A Kiev i russi non avrebbero bombardato il sito di Babi Yar. A Kherson starebbero invece organizzando finti cortei per 'accogliere' i 'liberatori'

Dalla guerra scatenata dalla Russia in Ucraina emergono, oltre alle notizie vere, anche fake news. Oppure notizie – fatte spesso di testi, video e foto sui social media – contraddittorie, difficilmente verificabili. A volte frutto di propaganda sia da parte di Mosca che da parte di Kiev. È forse inevitabile in ogni guerra, da che mondo è mondo. Occorre però tenere presente questo aspetto.
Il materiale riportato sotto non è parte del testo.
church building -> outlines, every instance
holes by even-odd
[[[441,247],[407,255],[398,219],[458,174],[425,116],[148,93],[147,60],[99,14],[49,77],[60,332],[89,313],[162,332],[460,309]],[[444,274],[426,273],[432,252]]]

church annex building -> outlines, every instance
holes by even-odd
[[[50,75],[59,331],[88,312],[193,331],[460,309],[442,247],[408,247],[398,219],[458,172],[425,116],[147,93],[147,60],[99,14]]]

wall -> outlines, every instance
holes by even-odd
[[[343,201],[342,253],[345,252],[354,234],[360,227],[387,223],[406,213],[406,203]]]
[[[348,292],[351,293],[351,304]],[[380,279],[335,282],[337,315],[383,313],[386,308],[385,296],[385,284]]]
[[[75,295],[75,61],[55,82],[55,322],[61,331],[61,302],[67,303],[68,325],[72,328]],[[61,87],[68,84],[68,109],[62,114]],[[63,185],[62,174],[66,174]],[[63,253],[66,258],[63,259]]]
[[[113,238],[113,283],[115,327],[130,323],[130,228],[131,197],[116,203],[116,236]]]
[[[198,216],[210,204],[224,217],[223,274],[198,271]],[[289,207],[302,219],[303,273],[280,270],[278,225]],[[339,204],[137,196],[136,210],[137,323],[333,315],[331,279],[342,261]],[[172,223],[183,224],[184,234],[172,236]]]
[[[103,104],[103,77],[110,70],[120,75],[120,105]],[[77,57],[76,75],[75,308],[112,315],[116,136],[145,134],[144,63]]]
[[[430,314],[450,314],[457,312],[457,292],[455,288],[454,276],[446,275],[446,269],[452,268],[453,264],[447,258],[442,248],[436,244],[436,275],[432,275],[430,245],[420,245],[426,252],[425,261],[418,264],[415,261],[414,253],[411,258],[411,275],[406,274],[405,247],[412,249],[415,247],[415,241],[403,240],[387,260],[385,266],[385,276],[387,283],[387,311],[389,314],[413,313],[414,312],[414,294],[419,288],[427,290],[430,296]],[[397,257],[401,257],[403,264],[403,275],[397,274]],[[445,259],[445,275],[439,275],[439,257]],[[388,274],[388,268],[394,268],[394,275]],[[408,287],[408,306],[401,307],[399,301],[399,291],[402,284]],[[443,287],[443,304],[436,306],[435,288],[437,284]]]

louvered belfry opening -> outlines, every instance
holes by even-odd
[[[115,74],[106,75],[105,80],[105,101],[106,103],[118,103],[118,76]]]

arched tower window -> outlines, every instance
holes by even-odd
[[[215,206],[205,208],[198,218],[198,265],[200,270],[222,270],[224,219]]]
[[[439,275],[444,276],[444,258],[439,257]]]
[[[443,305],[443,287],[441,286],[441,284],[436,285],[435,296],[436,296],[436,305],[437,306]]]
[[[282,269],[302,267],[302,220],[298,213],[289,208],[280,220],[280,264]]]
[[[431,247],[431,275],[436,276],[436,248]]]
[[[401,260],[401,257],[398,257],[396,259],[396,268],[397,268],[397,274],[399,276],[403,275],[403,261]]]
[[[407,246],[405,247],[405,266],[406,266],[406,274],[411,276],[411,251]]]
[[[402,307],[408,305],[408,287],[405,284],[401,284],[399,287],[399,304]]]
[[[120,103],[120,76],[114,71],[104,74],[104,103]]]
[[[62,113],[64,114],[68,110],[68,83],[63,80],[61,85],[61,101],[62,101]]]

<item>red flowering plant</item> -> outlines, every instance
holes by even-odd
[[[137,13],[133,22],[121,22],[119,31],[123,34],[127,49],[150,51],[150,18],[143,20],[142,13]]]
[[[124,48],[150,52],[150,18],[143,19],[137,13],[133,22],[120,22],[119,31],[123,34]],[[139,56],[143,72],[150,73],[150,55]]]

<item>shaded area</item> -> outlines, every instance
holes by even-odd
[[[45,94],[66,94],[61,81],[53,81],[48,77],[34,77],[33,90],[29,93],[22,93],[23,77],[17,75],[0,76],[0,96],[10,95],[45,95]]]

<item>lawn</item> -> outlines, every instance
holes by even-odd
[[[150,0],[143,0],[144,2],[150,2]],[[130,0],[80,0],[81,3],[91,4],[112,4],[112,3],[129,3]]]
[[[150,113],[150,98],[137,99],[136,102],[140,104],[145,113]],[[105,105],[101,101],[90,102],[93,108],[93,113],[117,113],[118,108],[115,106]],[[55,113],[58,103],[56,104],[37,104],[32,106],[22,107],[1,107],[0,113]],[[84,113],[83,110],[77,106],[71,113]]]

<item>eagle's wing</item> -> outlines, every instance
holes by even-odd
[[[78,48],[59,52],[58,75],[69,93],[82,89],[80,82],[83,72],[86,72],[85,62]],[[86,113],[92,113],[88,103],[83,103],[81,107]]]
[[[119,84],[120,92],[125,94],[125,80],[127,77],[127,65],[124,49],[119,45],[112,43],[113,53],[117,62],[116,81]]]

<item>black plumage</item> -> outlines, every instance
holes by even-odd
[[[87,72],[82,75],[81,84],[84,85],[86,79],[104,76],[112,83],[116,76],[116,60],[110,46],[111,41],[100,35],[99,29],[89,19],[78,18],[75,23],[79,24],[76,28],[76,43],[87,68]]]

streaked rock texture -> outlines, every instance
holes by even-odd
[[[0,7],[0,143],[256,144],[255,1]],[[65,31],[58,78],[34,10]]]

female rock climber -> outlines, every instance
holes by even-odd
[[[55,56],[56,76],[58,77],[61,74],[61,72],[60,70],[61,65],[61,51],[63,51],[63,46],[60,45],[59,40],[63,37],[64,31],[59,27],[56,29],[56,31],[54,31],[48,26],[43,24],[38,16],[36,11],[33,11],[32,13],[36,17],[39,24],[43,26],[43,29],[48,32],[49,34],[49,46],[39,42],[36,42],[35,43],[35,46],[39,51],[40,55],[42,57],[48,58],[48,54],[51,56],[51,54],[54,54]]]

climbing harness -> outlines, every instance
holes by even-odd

Memoriale colpito? È intatto

Martedì scorso 1 marzo, durante un attacco alla torre della Tv di Kiev, ha fatto il giro del mondo la notizia che i russi avrebbero anche colpito, danneggiandolo, il sito di Babi (o Babyn) Yar. Si tratta del Memoriale della Shoah: lo sterminio degli ebrei ucraini da parte dei nazisti nella seconda guerra mondiale. In particolare, nel luogo di Babi Yar, si ricordano le circa 33mila persone di origine ebraica barbaramente sterminate nel settembre del 1943 dagli invasori. Ieri 3 marzo, è arrivata una smentita alla notizia del danneggiamento, se non della distruzione, di Babi Yar. L’ha fornita – essendo riuscito a recarsi fisicamente sul posto – il reporter israeliano del sito del giornale Ynet, Ron Ben-Yishai. Il giornale ha affermato che “il memoriale dell’Olocausto è illeso, nonostante tre missili siano stati lanciati verso la vicina torre di comunicazione, che ha subito gravi danni“.

Baby-Yar
La foto pubblicata da Ynet che ritrae il giornalista a Babi Yar. Foto Ron Ben-Yishai

La foto ‘contro’ Zelensky

Il reporter ha scattato una foto, pubblicata da Ynet, che riproduciamo sopra, in cui egli si mostra di fronte a uno dei principali monumenti presenti a Babi Yar, il quale è appunto, almeno quello, intatto. L’attacco che si affermava avesse danneggiato il Memoriale della Shoah di Kiev aveva suscitato “proteste da parte di molti leader e organizzazioni mondiali, incluso il presidente dell’Ucraina Volodymyr Zelensky” ha ricordato Ron Ben-Yishai. “Nessuna bomba, missile o proiettile di artiglieria ha colpito il sito stesso. Sembra che la notizia dell’attacco di Babi Yar fosse parte della campagna di disinformazione ucraina, atta a destabilizzare il nemico“, ha scritto Ynet. Ma anche la smentita resta controversa. O, almeno, così la interpreta, oggi 4 marzo, Bet Magazine Mosaico, il sito ufficiale della comunità ebraica di Milano. “Ancora non è pienamente chiaro cosa sia successo di preciso. L’intento era ‘solo’ di colpire i mezzi televisivi? O stanno forse pensando di distruggere anche i monumenti?” chiede, non senza una punta di polemica verso Ynet, Michael Soncin in un articolo sul sito di Bet Magazine.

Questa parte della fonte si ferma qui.